The second LULC product was CCI-LC (Climate Change Initiative Land Cover dataset), produced by the European Space Agency (ESA) (yearly since 1992) and consisted of 22 level-1 classes52. The explicit definition of irrigated croplands (class code: 20) in CCI-LC indicated irrigated tree crops, shrub crops, and herbaceous crops, as well as post-flooding cultivation of herbaceous crops. The mean accuracy of irrigated croplands in CCI-LC was 88%52. The last LULC product was GLC_FCS (Global Land-Cover product with Fine Classification System), developed for the years 2015 and 2020 using a random forest model with Landsat time series and a global training dataset53; GLC_FCS had the same classification scheme as CCI-LC and had a mean overall accuracy of 82.5%53.

All existing irrigation maps were resampled to 500 m resolution using the nearest sampling method and harmonized to the same coordinate system. We adopted the Albers equal-area projected coordinate system with WGS84 datum as the base projection. In addition, a unified cropland mask derived from the NLCD was used to exclude non-cropland areas in the input datasets for each year (Table S1).

### Generating initial irrigation maps (MIrAD-GI) using a thresholding method

We first generated an intermediate irrigation dataset (MIrAD-GI) by fusing remote sensing and statistics. A statistical downscaling or thresholding method20,21 was used here to allocate the statistical area to individual cropland pixels. As illustrated in Fig. 1, before thresholding, we overlayed MODIS GI images and the NLCD cropland layer to exclude non-cropland pixels.

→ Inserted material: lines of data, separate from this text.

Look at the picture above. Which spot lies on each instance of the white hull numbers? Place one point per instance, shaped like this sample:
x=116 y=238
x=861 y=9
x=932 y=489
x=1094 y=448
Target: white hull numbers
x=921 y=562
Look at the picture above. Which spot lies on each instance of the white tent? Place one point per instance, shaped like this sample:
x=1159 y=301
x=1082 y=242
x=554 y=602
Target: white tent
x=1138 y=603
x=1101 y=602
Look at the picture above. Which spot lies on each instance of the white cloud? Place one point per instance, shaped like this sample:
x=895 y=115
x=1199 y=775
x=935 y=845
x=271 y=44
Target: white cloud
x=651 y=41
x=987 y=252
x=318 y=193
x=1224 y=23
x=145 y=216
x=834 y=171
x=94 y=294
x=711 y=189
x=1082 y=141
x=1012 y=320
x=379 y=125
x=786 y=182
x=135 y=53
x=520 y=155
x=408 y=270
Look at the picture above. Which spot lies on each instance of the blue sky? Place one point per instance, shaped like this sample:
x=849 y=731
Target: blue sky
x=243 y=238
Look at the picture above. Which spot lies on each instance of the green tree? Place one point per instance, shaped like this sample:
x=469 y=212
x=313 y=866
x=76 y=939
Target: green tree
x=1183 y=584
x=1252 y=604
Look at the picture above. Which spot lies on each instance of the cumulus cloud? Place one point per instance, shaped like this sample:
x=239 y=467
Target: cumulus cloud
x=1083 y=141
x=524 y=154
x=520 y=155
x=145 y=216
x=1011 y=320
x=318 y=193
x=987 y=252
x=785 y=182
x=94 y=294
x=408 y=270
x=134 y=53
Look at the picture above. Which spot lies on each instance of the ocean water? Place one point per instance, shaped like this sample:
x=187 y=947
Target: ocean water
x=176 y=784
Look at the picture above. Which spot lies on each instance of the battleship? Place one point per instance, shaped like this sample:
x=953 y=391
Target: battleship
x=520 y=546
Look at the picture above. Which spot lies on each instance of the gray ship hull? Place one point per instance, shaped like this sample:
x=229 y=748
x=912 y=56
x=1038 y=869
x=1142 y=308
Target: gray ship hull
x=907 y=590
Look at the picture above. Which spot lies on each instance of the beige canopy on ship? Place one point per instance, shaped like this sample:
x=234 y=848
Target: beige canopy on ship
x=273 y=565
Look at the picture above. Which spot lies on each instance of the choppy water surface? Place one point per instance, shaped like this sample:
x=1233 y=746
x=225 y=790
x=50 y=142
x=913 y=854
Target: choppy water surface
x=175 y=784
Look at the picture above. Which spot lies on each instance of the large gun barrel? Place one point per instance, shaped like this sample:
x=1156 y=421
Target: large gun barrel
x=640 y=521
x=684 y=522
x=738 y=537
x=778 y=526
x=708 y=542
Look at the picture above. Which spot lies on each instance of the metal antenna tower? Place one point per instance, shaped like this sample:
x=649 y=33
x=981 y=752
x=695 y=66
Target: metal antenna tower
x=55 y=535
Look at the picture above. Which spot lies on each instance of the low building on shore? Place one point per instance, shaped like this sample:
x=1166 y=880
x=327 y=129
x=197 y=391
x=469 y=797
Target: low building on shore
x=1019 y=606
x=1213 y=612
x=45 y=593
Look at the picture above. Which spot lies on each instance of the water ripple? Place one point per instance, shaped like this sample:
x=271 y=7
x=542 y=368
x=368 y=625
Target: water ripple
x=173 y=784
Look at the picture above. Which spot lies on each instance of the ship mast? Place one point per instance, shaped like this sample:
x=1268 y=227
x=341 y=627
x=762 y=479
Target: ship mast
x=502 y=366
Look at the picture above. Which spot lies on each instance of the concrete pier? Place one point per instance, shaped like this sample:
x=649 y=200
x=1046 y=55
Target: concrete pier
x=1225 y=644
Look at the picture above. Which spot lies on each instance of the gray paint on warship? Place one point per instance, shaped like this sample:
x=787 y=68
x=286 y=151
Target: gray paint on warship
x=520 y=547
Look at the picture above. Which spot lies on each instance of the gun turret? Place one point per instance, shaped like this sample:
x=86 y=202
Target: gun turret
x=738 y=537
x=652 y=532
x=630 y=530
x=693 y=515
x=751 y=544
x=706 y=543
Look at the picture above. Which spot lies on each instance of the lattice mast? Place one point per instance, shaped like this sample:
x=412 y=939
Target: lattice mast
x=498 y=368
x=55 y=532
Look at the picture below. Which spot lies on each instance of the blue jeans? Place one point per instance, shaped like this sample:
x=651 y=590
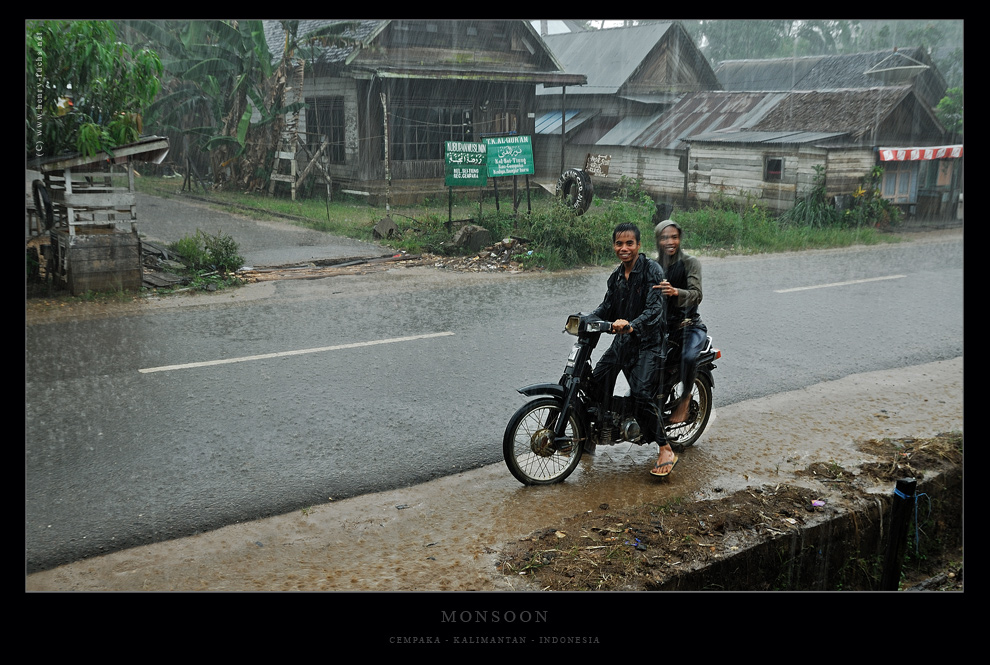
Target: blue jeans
x=692 y=340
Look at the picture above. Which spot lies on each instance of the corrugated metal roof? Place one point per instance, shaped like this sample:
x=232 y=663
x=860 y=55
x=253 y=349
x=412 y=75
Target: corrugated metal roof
x=608 y=57
x=702 y=112
x=770 y=116
x=820 y=72
x=362 y=31
x=743 y=136
x=627 y=130
x=549 y=123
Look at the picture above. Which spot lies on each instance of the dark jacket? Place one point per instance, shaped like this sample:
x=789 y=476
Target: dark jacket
x=636 y=301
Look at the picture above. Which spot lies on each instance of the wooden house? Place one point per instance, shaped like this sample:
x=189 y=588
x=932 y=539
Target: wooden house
x=762 y=139
x=387 y=102
x=634 y=74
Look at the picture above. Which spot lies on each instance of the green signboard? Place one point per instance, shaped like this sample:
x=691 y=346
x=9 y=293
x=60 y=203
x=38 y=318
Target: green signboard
x=509 y=155
x=465 y=164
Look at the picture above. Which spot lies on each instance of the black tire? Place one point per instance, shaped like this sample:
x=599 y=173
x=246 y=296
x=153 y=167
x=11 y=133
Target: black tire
x=683 y=435
x=574 y=187
x=43 y=204
x=528 y=444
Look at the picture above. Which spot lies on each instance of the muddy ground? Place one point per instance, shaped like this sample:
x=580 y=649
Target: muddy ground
x=647 y=546
x=481 y=531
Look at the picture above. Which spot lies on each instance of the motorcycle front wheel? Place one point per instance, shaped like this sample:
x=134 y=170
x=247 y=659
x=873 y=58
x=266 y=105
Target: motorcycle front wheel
x=683 y=435
x=528 y=444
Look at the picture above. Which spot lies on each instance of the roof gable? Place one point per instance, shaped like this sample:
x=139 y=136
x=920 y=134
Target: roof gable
x=830 y=72
x=441 y=46
x=632 y=59
x=868 y=114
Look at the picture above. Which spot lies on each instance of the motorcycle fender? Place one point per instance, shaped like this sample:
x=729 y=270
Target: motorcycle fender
x=553 y=389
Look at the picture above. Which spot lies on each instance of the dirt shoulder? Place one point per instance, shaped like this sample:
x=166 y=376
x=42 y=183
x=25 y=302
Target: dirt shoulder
x=762 y=464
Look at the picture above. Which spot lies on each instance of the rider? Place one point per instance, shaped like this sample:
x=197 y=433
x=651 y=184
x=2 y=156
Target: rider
x=636 y=308
x=682 y=287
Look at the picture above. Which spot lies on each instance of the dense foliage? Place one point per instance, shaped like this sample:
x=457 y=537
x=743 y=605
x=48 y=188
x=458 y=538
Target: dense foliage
x=86 y=90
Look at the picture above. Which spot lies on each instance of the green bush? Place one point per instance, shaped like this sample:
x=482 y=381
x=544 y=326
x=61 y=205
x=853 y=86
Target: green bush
x=205 y=251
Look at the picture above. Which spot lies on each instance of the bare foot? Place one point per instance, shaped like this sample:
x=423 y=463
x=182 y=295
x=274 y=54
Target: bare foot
x=665 y=462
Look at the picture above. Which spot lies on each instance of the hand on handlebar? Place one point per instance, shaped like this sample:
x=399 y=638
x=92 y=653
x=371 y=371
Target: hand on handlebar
x=621 y=327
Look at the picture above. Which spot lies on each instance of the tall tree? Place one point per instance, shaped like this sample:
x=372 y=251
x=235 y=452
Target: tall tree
x=226 y=91
x=86 y=90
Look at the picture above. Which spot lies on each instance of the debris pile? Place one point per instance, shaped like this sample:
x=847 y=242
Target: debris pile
x=508 y=255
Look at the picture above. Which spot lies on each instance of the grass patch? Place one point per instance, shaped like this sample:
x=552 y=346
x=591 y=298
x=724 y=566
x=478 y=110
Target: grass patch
x=556 y=237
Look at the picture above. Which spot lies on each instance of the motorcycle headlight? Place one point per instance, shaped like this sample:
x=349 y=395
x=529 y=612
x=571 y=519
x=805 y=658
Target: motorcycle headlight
x=573 y=325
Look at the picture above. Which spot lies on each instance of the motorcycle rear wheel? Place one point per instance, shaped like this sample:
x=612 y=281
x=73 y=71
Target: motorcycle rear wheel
x=528 y=444
x=684 y=435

Then, we calculated the peak annual GI value at the pixel scale based on the smoothed GI time-series images (46 values a year in response to 8-day temporal resolution). Next, within a county extent, all cropland pixels were ranked in a descending order based on GI values. The cropland pixels with the first-highest GI value were counted and their total area was summed up (Area1) to match the nominal statistical irrigation area. If Area1 was less than the nominal area (Areac), then cropland pixels with GI values equal to the 2nd-highest GI were counted and their area (Area2) was combined and compared with Areac. If (Area1 + Area2) was less than Areac, then the iteration process turned to the 3rd-highest GI and continued until their total area was closest to Areac. The GI value in response to the smallest area gap was the optimal threshold and all cropland pixels with a GI value not lower than this threshold were labeled as irrigated pixels. The above iterative thresholding process was conducted in each county of China to get county-level irrigation maps. Finally, all county-level irrigation maps were mosaiced to constitute the provisional irrigation map (MIrAD-GI). Next, MIrAD-GI was integrated with other irrigation maps into a hybrid dataset for each year (Table S1) using a synergy mapping method, which will be described in the following section.

### Synergy mapping by fusing MIrAD-GI, multiple existing maps, and statistics

Synergistic approaches include two types: agreement-scoring method54 and regression method55. The former one overlays multiple input products and assigns different scores to each pixel based on the agreement level of the input datasets54. As for the latter one, it uses geographically weighted regression and crowdsourced validation data to generate a hybrid map based on existing products55,56. We adopted the former one due to the lack of enough validation samples to run a regression model. The key components of the synergy mapping involve (1) quantifying the weight order of input products; (2) overlaying the input products and calculating pixel-wise scores based on the weight order; (3) downscaling the statistical area into individual cropland pixels according to pixel-wise scores.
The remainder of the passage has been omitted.